Early Christmas shopping saves all that last-minute rushing around. If you have a plan set you can be more effective, save money, and enjoy the Christmas season more.
Know who you are buying gifts for. Some people only shop for close family and friends. Other people put together Christmas presents for co-workers, the postal worker, the dog walker, hairdresser, plumber, poker buddies, kid’s teacher, and more. Decide on what you are comfortable with.
Set a budget. Christmas presents should figure into your household or personal budget for the entire year, instead of just trying to find extra money somehow every November or December. You can always start by saving a small amount every month.
- Keep a general idea of how much you will spend on each person. For instance, you will likely spend more money on your immediate family than on a co-worker.
Decide on what sort of gift matches each person on your list. What do they like? Movies, books, games? Have a rough idea of what presents would please the people on your list. brainstorm ideas. Write the ideas down on your list. Listen to the person or other people for ideas, and write them down too. Keep this list in an easy-to-carry form, like tucked away in your wallet or checkbook for quick reference.
Start as early as the day following Christmas day. There’s no point in buying early if you’re going to buy for full price. Christmas shopping can start December 26th. Although you may feel the last thing you want to do is shop after the Christmas rush, stores often have incredible sales immediately after the holidays, and most items will be perfectly good gifts the next year.

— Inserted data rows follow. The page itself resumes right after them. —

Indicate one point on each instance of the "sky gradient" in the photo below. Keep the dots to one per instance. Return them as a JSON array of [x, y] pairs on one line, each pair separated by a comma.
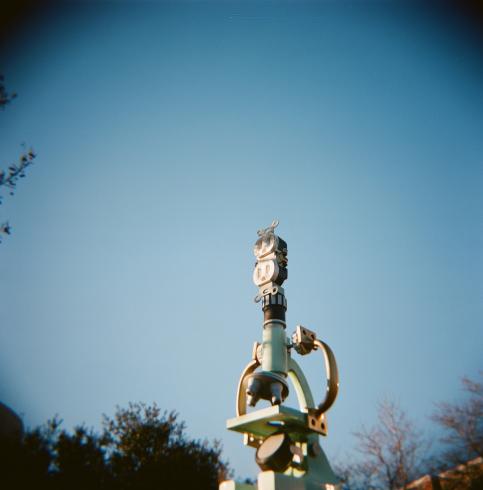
[[167, 133]]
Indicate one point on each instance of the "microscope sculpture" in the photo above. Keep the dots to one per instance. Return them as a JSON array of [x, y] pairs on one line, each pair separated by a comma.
[[286, 439]]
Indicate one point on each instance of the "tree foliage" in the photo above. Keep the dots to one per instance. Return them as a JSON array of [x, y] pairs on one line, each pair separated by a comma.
[[392, 452], [9, 178], [463, 437], [139, 448]]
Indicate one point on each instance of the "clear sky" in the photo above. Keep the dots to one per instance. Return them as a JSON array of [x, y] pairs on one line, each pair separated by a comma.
[[168, 133]]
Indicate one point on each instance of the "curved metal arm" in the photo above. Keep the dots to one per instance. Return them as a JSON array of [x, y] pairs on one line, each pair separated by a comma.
[[332, 376]]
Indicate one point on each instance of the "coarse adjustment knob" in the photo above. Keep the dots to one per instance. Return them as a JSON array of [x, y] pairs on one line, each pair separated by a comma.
[[275, 453]]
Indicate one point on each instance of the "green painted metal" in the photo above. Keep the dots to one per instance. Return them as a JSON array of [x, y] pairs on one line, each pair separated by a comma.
[[274, 345]]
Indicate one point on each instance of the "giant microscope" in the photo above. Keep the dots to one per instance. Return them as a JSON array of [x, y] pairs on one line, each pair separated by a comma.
[[286, 440]]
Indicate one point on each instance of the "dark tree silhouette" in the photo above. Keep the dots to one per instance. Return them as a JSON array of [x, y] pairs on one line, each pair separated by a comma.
[[139, 448], [15, 171], [463, 426], [393, 453]]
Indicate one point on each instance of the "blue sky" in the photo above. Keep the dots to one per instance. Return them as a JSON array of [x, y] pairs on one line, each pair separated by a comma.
[[169, 132]]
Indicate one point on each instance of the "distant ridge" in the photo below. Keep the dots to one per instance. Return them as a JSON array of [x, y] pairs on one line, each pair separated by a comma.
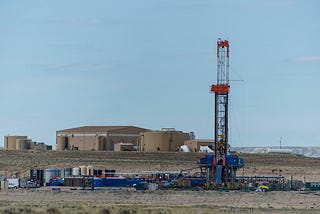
[[312, 151]]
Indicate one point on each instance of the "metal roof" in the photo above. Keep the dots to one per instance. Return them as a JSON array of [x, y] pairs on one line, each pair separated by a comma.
[[99, 129]]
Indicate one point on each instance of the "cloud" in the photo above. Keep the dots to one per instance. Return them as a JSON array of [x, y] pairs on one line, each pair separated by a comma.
[[79, 47], [306, 59], [86, 67], [84, 21], [283, 3]]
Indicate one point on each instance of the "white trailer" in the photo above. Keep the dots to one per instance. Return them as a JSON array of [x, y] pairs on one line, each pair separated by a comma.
[[13, 183]]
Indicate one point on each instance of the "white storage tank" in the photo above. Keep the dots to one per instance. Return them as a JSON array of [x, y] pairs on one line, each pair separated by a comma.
[[90, 170], [67, 172], [52, 173], [83, 170], [75, 171]]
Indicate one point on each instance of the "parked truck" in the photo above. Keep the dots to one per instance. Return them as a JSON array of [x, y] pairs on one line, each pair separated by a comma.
[[13, 183]]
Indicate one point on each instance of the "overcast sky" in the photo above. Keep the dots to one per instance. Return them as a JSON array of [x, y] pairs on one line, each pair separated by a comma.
[[150, 63]]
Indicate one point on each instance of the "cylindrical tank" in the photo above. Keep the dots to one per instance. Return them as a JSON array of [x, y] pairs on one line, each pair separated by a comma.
[[67, 172], [52, 173], [75, 171], [153, 141], [37, 174], [83, 170], [10, 142], [22, 144], [62, 143], [90, 170], [32, 145]]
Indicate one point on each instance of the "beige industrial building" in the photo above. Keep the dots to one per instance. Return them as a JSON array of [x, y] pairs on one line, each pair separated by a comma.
[[22, 143], [164, 140], [119, 147], [194, 144], [99, 138]]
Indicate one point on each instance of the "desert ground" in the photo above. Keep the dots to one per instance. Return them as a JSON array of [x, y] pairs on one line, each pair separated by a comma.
[[46, 200]]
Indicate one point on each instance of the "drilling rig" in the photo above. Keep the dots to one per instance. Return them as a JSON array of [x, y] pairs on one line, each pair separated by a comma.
[[220, 167]]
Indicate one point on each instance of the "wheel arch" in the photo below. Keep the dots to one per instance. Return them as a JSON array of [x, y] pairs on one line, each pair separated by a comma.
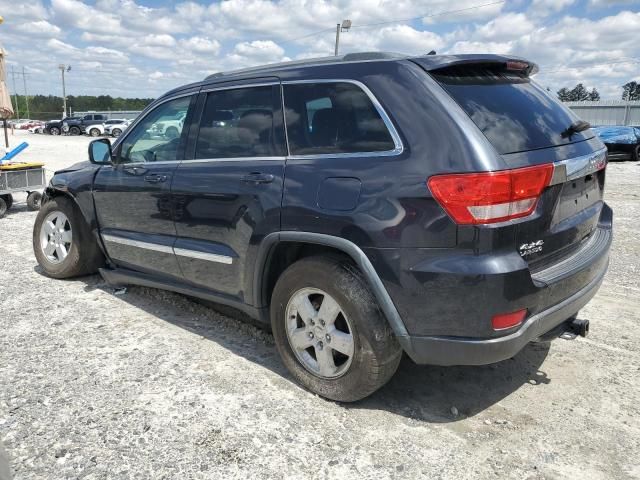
[[296, 245]]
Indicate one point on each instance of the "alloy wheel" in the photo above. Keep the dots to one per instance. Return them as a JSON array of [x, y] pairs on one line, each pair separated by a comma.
[[319, 333], [55, 237]]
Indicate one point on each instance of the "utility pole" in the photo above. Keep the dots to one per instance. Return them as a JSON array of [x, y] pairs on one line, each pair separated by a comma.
[[26, 95], [344, 27], [62, 68], [15, 92]]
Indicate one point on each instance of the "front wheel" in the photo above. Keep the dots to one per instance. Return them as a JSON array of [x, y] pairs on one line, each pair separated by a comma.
[[329, 330], [33, 200], [62, 242]]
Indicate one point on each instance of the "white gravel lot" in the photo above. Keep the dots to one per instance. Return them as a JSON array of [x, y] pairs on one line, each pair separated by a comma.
[[153, 385]]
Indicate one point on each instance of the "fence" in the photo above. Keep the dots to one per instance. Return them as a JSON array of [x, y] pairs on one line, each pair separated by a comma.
[[124, 114], [608, 112]]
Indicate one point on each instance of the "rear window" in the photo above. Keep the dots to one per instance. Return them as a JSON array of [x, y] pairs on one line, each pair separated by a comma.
[[513, 112]]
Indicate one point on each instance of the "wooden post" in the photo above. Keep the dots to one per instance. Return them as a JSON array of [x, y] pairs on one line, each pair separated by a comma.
[[6, 137]]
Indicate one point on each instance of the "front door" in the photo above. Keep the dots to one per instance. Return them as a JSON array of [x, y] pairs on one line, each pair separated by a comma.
[[133, 196], [227, 193]]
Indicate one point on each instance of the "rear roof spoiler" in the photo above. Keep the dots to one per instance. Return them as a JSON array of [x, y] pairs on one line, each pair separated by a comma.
[[437, 62]]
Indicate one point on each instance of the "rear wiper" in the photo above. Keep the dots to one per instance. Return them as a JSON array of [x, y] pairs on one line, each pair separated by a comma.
[[576, 127]]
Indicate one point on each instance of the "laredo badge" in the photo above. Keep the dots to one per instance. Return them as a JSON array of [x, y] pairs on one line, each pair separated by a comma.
[[530, 248]]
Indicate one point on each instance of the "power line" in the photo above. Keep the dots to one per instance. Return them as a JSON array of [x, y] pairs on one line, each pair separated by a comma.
[[428, 15], [400, 20], [566, 68]]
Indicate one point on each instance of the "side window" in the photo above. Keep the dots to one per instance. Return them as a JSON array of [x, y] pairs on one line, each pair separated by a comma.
[[326, 118], [238, 123], [157, 137]]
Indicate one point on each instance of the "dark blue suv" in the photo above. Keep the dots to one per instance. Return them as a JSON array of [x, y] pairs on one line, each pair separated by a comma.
[[364, 205]]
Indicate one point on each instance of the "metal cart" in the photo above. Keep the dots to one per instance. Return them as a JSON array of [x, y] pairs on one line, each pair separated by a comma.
[[21, 177]]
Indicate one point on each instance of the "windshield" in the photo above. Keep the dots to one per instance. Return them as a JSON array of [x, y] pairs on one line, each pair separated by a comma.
[[513, 112]]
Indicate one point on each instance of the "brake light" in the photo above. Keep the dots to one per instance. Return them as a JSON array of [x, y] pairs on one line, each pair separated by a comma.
[[490, 197], [508, 320]]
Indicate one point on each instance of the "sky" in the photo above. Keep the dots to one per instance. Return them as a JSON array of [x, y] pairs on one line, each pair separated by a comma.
[[142, 48]]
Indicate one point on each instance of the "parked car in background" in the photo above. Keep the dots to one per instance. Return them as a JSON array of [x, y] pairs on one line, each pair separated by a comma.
[[37, 127], [309, 195], [21, 124], [100, 128], [623, 143], [54, 127], [78, 126], [115, 130]]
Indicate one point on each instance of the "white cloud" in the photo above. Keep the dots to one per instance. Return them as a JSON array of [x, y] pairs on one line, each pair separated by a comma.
[[201, 45], [506, 27], [39, 29], [73, 13]]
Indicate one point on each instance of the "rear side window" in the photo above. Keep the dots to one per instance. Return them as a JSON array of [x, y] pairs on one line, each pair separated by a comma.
[[330, 118], [238, 123], [514, 113]]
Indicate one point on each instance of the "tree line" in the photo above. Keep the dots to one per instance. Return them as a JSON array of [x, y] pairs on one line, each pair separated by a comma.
[[579, 93], [49, 107]]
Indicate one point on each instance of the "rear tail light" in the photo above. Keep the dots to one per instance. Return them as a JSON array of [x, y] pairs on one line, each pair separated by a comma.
[[490, 197], [508, 320]]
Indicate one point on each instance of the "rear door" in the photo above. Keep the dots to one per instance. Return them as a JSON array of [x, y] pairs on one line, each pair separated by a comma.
[[227, 194], [527, 126], [133, 196]]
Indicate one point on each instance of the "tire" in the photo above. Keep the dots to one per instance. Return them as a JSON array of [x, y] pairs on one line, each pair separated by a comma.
[[33, 201], [171, 132], [8, 199], [83, 256], [375, 352]]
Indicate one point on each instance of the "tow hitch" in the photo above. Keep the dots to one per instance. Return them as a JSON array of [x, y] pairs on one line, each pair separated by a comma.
[[579, 327]]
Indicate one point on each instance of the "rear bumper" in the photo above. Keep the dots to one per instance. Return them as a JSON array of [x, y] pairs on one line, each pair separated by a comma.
[[435, 350], [447, 301]]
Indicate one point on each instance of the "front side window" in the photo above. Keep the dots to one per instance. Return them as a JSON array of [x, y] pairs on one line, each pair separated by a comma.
[[157, 137], [237, 123], [327, 118]]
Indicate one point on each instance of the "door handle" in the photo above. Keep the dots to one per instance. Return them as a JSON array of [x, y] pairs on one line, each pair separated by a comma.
[[155, 178], [257, 178]]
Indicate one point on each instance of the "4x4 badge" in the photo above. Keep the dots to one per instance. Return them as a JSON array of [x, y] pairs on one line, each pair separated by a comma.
[[530, 248]]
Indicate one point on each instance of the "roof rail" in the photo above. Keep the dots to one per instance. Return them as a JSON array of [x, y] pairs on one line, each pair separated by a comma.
[[349, 57]]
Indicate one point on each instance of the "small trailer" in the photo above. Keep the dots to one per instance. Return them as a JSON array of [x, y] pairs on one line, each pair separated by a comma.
[[21, 177]]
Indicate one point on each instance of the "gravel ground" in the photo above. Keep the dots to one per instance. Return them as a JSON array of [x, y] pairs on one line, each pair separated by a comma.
[[151, 384]]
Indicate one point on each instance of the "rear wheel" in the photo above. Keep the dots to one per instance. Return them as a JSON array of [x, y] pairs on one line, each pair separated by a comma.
[[62, 242], [330, 332]]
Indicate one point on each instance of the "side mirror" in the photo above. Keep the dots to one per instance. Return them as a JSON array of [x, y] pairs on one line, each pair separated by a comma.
[[100, 151]]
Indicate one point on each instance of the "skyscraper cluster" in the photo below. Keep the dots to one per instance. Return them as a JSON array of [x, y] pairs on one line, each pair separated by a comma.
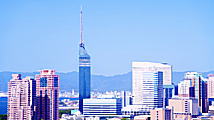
[[153, 93], [34, 99]]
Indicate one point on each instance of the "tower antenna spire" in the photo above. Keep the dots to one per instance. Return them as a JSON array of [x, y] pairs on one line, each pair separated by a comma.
[[81, 28]]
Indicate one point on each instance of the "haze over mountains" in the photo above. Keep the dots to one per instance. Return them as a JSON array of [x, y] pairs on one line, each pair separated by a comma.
[[69, 81]]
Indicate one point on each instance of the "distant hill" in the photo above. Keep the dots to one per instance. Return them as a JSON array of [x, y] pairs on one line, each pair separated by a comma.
[[69, 81]]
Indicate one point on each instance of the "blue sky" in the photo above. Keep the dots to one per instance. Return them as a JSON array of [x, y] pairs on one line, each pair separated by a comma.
[[45, 34]]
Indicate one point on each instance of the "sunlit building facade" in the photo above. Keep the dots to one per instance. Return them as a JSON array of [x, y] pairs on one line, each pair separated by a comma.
[[147, 85], [47, 92], [21, 98]]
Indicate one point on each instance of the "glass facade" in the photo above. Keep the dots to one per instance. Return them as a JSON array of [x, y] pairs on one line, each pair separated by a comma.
[[84, 76], [43, 82], [55, 81]]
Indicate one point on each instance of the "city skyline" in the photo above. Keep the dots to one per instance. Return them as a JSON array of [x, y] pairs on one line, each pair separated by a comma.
[[187, 26]]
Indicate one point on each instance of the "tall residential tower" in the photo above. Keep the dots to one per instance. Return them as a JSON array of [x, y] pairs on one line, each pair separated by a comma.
[[21, 98], [84, 69], [147, 85], [47, 92]]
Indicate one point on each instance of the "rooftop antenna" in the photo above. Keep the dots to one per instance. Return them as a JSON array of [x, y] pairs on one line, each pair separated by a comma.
[[81, 28]]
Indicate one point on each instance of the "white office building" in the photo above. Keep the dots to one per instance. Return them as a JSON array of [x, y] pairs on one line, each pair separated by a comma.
[[147, 84]]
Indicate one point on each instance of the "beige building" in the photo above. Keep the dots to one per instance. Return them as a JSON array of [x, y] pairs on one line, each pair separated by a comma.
[[21, 96], [161, 114], [184, 106], [210, 86]]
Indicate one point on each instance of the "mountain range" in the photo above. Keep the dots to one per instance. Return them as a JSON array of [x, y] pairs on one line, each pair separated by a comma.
[[69, 80]]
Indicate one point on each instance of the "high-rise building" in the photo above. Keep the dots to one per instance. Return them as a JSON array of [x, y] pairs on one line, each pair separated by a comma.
[[168, 92], [47, 92], [84, 70], [161, 114], [184, 106], [210, 87], [184, 88], [147, 85], [162, 67], [21, 98], [126, 99], [102, 106], [199, 89]]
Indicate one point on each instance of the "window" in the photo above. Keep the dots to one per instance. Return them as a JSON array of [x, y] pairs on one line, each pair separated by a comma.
[[43, 82], [55, 81]]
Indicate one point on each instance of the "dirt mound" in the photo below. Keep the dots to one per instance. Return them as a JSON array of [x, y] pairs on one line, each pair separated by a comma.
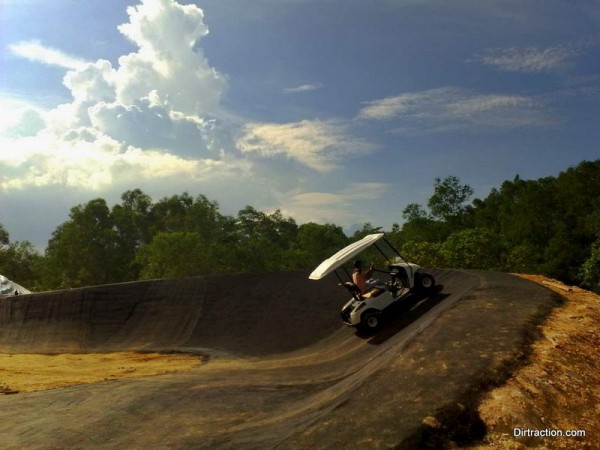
[[281, 370], [251, 314]]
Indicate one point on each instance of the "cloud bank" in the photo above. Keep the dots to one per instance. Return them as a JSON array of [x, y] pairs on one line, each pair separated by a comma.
[[529, 59], [449, 109], [152, 116]]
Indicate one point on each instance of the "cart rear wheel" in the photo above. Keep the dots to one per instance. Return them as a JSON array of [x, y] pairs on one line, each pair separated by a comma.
[[426, 282], [371, 321]]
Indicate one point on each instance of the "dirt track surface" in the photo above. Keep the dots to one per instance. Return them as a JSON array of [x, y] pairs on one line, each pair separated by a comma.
[[280, 369]]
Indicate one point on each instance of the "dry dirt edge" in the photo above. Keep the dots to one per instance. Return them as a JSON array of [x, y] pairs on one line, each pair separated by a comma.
[[559, 387], [36, 372]]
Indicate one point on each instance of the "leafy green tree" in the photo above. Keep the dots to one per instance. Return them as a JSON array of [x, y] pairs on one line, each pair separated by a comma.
[[313, 244], [366, 229], [475, 248], [263, 240], [20, 261], [4, 237], [174, 254], [449, 198], [590, 269], [426, 254], [84, 250]]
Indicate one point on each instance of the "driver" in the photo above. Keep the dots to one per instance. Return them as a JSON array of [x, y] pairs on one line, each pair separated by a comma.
[[360, 278]]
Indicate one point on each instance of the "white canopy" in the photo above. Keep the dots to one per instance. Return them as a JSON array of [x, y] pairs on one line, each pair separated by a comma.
[[8, 287], [344, 255]]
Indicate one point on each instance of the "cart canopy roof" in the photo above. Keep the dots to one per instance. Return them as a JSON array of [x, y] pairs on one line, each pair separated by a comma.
[[343, 256]]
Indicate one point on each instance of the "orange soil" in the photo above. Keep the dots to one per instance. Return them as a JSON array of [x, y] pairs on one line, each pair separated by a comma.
[[559, 387], [31, 372]]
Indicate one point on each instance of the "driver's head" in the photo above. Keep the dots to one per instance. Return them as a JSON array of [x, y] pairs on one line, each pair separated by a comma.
[[358, 265]]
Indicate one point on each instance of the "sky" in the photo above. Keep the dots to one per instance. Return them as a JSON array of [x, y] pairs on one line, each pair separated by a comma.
[[333, 111]]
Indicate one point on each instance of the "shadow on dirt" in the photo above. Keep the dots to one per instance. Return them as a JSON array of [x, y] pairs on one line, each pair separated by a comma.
[[400, 315]]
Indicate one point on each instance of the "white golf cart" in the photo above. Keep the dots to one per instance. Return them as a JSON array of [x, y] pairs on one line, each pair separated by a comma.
[[365, 310]]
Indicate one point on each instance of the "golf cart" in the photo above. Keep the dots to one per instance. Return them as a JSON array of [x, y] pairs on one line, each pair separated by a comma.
[[364, 310]]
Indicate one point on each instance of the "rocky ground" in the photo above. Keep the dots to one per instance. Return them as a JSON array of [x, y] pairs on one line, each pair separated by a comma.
[[558, 389]]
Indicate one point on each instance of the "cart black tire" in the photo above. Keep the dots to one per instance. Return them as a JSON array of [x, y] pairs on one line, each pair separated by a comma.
[[426, 282], [371, 321]]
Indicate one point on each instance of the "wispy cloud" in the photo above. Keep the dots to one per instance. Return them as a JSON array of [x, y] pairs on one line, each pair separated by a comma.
[[343, 206], [303, 88], [529, 59], [35, 51], [320, 145], [449, 108]]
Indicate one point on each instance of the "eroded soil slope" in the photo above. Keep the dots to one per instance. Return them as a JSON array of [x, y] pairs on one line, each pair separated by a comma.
[[559, 388]]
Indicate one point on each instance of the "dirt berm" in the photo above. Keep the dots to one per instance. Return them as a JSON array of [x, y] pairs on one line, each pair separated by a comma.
[[280, 369]]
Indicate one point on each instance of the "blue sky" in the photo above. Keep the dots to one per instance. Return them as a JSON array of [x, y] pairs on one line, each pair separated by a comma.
[[339, 111]]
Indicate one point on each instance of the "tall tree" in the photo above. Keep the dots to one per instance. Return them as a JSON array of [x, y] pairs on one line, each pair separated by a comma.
[[84, 250], [449, 198]]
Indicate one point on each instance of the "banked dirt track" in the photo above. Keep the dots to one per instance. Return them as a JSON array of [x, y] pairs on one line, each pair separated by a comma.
[[280, 369]]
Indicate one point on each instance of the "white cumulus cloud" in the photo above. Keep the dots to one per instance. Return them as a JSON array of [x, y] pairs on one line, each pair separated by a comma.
[[303, 88], [150, 117]]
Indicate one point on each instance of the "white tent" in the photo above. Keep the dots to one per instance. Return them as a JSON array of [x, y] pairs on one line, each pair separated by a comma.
[[8, 287]]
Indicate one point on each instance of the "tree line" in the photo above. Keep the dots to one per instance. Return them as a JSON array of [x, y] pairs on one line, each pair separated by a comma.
[[548, 226]]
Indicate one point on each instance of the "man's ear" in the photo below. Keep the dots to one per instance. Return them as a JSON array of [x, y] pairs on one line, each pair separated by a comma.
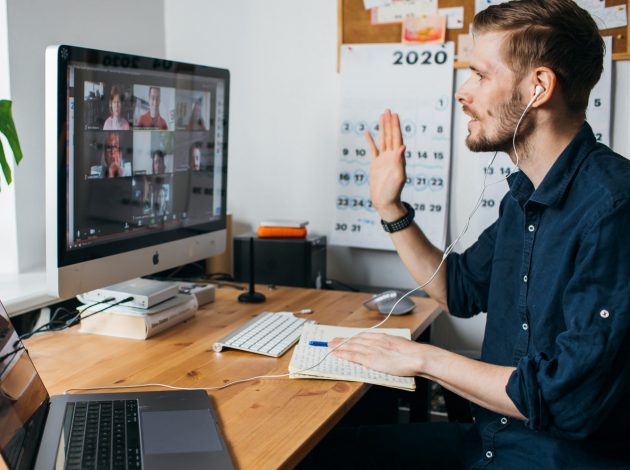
[[544, 85]]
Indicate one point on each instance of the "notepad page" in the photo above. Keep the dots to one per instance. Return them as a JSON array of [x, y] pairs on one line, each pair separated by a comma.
[[305, 356]]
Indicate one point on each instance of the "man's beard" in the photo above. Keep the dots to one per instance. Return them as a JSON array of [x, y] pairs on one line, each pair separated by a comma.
[[507, 116]]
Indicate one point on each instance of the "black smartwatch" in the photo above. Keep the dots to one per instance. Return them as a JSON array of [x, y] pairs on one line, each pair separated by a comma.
[[404, 222]]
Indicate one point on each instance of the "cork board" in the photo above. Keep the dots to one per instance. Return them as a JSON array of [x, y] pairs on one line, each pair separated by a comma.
[[354, 27]]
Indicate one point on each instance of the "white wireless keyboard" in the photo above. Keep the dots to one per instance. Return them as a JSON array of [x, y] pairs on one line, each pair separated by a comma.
[[269, 333]]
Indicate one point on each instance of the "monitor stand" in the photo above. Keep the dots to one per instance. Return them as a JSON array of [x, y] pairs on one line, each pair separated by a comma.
[[251, 296]]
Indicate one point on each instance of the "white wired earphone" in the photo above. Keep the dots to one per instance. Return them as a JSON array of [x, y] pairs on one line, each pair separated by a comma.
[[537, 91]]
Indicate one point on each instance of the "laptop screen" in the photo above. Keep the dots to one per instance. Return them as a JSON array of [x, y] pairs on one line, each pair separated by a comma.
[[23, 400]]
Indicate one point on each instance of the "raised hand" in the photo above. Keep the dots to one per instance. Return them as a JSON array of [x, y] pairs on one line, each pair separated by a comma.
[[387, 170]]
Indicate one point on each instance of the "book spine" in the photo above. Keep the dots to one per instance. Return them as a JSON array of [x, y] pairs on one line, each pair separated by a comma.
[[281, 232], [137, 326]]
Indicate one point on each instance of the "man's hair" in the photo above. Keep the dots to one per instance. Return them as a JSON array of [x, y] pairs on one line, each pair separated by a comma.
[[552, 33]]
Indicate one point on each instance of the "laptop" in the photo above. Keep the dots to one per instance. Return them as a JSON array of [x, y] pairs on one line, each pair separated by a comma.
[[139, 430]]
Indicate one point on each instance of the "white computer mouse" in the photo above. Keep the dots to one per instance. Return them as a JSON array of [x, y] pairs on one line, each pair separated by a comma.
[[384, 302]]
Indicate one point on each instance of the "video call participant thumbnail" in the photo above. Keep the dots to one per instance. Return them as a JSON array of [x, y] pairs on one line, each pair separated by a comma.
[[152, 118], [115, 121], [112, 163]]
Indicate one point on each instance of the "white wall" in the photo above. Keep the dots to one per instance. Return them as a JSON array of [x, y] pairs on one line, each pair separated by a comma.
[[134, 27], [8, 236]]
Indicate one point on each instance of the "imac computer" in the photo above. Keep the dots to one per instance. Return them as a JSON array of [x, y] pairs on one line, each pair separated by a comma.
[[136, 166]]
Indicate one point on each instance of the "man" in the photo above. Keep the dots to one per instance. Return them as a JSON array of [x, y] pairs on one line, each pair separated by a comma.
[[152, 117], [194, 156], [111, 160], [158, 166], [551, 389]]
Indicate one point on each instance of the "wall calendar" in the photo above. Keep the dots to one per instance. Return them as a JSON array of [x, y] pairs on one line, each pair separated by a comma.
[[417, 83]]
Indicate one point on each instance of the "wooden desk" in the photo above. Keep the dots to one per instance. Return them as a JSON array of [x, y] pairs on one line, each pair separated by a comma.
[[271, 423]]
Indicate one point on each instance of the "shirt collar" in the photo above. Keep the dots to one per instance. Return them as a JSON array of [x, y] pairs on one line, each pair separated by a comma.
[[555, 183]]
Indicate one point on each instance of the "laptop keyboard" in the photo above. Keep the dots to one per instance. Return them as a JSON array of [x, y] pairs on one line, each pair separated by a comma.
[[103, 435]]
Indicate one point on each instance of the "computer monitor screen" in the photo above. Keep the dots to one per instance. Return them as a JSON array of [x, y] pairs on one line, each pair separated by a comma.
[[136, 166]]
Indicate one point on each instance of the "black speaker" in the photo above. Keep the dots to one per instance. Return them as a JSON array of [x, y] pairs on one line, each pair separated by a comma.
[[282, 261]]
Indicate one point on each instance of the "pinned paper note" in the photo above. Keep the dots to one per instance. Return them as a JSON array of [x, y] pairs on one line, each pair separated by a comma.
[[424, 29], [481, 5], [612, 17], [399, 9], [369, 4], [454, 15]]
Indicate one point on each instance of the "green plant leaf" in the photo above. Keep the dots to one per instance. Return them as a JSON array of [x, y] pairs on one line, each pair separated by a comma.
[[7, 127], [6, 169]]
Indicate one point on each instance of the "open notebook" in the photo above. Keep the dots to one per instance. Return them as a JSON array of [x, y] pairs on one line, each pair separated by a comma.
[[305, 356]]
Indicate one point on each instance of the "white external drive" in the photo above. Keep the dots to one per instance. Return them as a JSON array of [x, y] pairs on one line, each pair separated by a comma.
[[145, 292]]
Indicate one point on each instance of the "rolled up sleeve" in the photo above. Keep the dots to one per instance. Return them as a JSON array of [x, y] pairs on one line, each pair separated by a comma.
[[574, 391]]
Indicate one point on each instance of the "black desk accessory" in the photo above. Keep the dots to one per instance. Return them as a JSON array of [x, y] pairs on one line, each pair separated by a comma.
[[251, 296]]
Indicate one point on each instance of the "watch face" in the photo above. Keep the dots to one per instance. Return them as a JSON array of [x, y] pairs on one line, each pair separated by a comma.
[[404, 222]]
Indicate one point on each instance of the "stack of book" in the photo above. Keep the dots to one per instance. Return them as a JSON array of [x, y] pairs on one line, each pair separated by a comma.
[[137, 323], [282, 229]]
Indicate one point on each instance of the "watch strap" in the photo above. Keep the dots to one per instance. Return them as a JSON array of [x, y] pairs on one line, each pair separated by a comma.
[[402, 223]]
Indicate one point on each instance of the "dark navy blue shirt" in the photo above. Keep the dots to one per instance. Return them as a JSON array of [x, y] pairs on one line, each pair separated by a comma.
[[553, 274]]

- Check out sales throughout the year, such as at the end of summer.
- After-Christmas and Boxing Day sales are a good time to pick up wrapping paper and the like for the next year for a pittance.
Put off procrastinating. Many people end up shopping last-minute because they put off the inevitable. Instead, make a plan with solid goals, dates, and timelines.
- For instance, shopping will be done by December 20th. Put aside two evenings, twice a week for 2 weeks to accomplish this task. Leave some wiggle-room in case something comes up, but don’t keep making excuses. It can help to have someone who is good about shopping to keep you on track.
Have a shopping plan. Maybe you’re not the type of person who likes shopping, or don’t have the time to browse for Christmas presents all year long. Instead, put aside one period of time, like a weekend or a special shopping trip.
Keep track of presents. Don’t lose the present or forget who you bought it for.
- Have a designated area for presents, such as a tote, section of closet, or attic. Be sure that the present won’t be ruined by variations of temperature, humidity, mold, mice, and so on.
- Write the name of the designated gift-receiver on a removable sticker or piece of tape. That way you’ll remember who you bought it for. If you change your mind, it’s easy to re-designate. Cross their name off the list as soon as possible to avoid forgetting that you already bought them something.
Hide the gifts well. Hiding is the hardest part of buying a gift early, but it’s perfectly possible. If you live with the person, hide it in your craft cupboard, toy box, the back of a wardrobe, etc. and leave it inside backpacks or other opaque bags. It’s best to choose somewhere the other person is not likely to look.